3月の禅語御朱印直書き会
3月の禅語御朱印直書き会のご案内です。参加は予約不要です。
3月の開催は、
3月1日(金)10:00~12:00
3月15日(金)10:00~12:00
※日程が合わず来院できない月があった方は、もしご希望であれば月を遡って抜けた月の分の禅語も書かせていただきます。いらした際にお声がけください。
3月のテーマは、春来草自生(はるきたって くさおのずからしょうず)です。
「兀然(こつねん)として無事に坐すれば、春来たって草自ずから生ず」という禅語の一節。
すべての計らいを捨てただ黙々と坐禅をしていれば、春になって草が自然と生えるように、時がくれば必ず悟ることができるだろう。という意味と解釈されています。
春が来れば、草木は芽を出します。それを人がさまざまに理屈で解釈しようとも、それが現実、それが自然です。しかるべき時に、しかるべきことが起こります。同じように、黙々と坐禅をしていれば、しかるべき時に、必ず道はひらける。それが現実で、それが自然だ、ということを表現しているのでしょう。
これを日常生活の視点でみてみると、「自分の人生が思うように開けないと感じていても、機が熟すときが必ず来るので、日々精進し続けることが大切だ」と励まされる気がします。
ところで、草花の春の芽吹きは象徴的で、物事の始まりを連想させる明るい出来事です。対照的に、冬の間は寒さを耐え忍び、春が来るのをじっと待っているようなイメージがあります。しかし私は、「冬を耐え春を待っている」という草花のイメージは、私たちヒトにとって「そう見えるだけ」と思っています。

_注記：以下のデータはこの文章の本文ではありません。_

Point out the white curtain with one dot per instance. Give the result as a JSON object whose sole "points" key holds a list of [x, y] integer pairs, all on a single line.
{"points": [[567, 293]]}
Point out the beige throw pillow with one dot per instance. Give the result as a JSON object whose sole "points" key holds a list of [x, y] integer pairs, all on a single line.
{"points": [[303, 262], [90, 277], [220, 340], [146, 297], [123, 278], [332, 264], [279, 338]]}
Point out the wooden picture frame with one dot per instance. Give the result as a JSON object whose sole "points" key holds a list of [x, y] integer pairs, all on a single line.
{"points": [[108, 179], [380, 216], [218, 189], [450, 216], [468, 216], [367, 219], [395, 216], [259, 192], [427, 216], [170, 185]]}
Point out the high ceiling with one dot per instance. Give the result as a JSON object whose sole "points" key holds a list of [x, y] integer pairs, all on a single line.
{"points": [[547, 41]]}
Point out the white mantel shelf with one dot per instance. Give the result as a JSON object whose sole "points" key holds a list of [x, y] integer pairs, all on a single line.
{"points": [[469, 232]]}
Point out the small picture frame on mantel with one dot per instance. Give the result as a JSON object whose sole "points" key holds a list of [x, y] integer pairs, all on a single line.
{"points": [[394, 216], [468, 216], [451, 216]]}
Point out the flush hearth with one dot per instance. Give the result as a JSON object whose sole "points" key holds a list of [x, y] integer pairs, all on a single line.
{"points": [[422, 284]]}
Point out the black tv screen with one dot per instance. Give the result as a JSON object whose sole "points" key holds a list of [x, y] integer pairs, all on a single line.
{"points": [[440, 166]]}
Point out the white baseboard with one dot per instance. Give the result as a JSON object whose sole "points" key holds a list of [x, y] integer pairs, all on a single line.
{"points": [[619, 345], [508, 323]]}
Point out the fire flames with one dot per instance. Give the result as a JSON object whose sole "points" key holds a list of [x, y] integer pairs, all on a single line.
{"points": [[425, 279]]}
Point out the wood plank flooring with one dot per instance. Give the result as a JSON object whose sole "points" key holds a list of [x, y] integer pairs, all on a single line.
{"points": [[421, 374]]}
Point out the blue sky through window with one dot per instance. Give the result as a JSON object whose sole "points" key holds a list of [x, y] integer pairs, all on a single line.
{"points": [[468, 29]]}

冬の間、多くの植物の目立つ部分である花や葉は枯れ落ちて、ヒトからみるとまるで止まっている、あるいは「枯れる=死」すら連想させます。しかし、植物をよく観察してみると、秋に葉を落とした時には、もう次の芽がしっかり準備されていたり、あるいは種となって、冬の間もヒトの目には見えないところでぐんぐん変化していたりします。
ヒトの目には機を待っているように見えても、植物はいつでも現在進行形で変化し続けているのです。待っている時など一瞬たりともないと思うのです。
私は、坐禅についても同じことを思います。
「悟り=春の芽生え」を目指して「黙々と坐る=冬を耐える」のではなく、いつであろうと坐っているその瞬間が全てだということ。
変えようのない過去への後悔や、おきてもいない未来への恐怖など、自分の頭の中だけの話で、今目の前で起きていることが、100%現実なわけです。自分の思い込みを自分で剥がし、現実を知るための技術。それが坐禅だと思っています。
常に機は熟しているし、いつでも「その時」はきているのです。